Figure 9.

Nogo siRNA ameliorates HFD-induced bodyweight gain and associated metabolic disorders in mice. After 25 weeks of HFD feeding, the obese mice (C57BL/6J, male, ∼31 weeks old) were divided into two groups (five mice per group) randomly and received tail vein injection of Nogo siRNA (Nogo KD) or scrambled siRNA (control) once every 3 days for five times. A, during the treatment, mouse bodyweight was determined at the indicated time points, and the average bodyweight change was calculated. At the end of experiment (3 days after the last siRNA injection), mouse body temperature was measured (B). After sacrifice, mouse tissues were collected for the following assays.

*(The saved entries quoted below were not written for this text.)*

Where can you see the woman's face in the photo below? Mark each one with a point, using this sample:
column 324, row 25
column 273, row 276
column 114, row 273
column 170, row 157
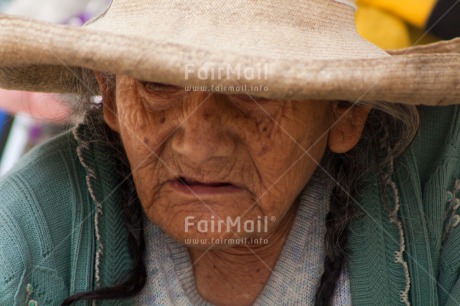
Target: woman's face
column 213, row 166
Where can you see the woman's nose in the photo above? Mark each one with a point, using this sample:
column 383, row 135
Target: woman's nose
column 205, row 133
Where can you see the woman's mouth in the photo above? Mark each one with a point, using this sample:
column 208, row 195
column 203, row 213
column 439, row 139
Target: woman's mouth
column 194, row 187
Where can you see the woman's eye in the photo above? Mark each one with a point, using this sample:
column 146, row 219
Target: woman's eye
column 255, row 106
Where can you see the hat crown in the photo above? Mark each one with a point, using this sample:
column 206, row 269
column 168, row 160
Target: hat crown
column 319, row 29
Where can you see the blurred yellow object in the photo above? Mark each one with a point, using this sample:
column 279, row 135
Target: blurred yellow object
column 382, row 28
column 416, row 12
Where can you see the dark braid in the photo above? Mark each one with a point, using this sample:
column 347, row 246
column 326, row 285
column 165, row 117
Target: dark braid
column 133, row 220
column 337, row 220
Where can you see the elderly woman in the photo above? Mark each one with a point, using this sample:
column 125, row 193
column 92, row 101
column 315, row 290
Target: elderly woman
column 233, row 161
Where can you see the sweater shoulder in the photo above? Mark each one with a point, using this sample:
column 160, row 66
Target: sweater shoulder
column 39, row 204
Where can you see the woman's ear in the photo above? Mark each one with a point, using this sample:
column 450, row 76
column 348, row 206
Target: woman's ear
column 347, row 126
column 109, row 105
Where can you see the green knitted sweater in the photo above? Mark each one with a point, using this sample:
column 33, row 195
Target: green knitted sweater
column 58, row 236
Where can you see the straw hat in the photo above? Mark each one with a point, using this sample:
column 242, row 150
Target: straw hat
column 284, row 49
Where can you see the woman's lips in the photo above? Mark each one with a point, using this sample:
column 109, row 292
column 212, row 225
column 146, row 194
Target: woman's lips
column 193, row 187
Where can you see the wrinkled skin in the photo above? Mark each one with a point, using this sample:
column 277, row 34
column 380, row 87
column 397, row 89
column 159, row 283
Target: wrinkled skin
column 264, row 151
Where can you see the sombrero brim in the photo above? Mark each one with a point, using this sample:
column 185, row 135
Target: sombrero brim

Mouse liver, iBAT, and WAT were weighed and calculated as percent of tissue weight in bodyweight (C); TG levels in liver, serum, and skeletal muscle were determined by the assay kit or the automatic biochemical analyzer (D). Protein expression of Nogo-B, p-AMPKα, AMPKα, p-AKT, AKT2, and PGC-1α in liver or skeletal muscle (E and F), NF-κB p65 in liver, skeletal muscle, and WAT whole extract (G), liver nuclear or cytosolic extract (H) was determined by Western blot with quantitative analysis of band density; expression of Il-1β, Tnf-α, Il-6, Arg-1, and iNOS mRNA in liver, skeletal muscle, and WAT (I) was determined by qRT–PCR. ∗p < 0.05, ∗∗p < 0.01, ∗∗∗p < 0.001 versus control mice, n = 5. AMPKα, AMP-activated kinase α; Arg-1, arginase 1; HFD, high-fat diet; iBAT, interscapular brown adipose tissue; IL, interleukin; iNOS, inducible NO synthase; Nogo, reticulon-4; p-AMPKα, phosphorylated AMPKα; PGC-1α, peroxisome proliferator–activated receptor gamma coactivator 1α; qRT, quantitative RT; TG, triglyceride; Tnf, tumor necrosis factor; WAT, white adipose tissue.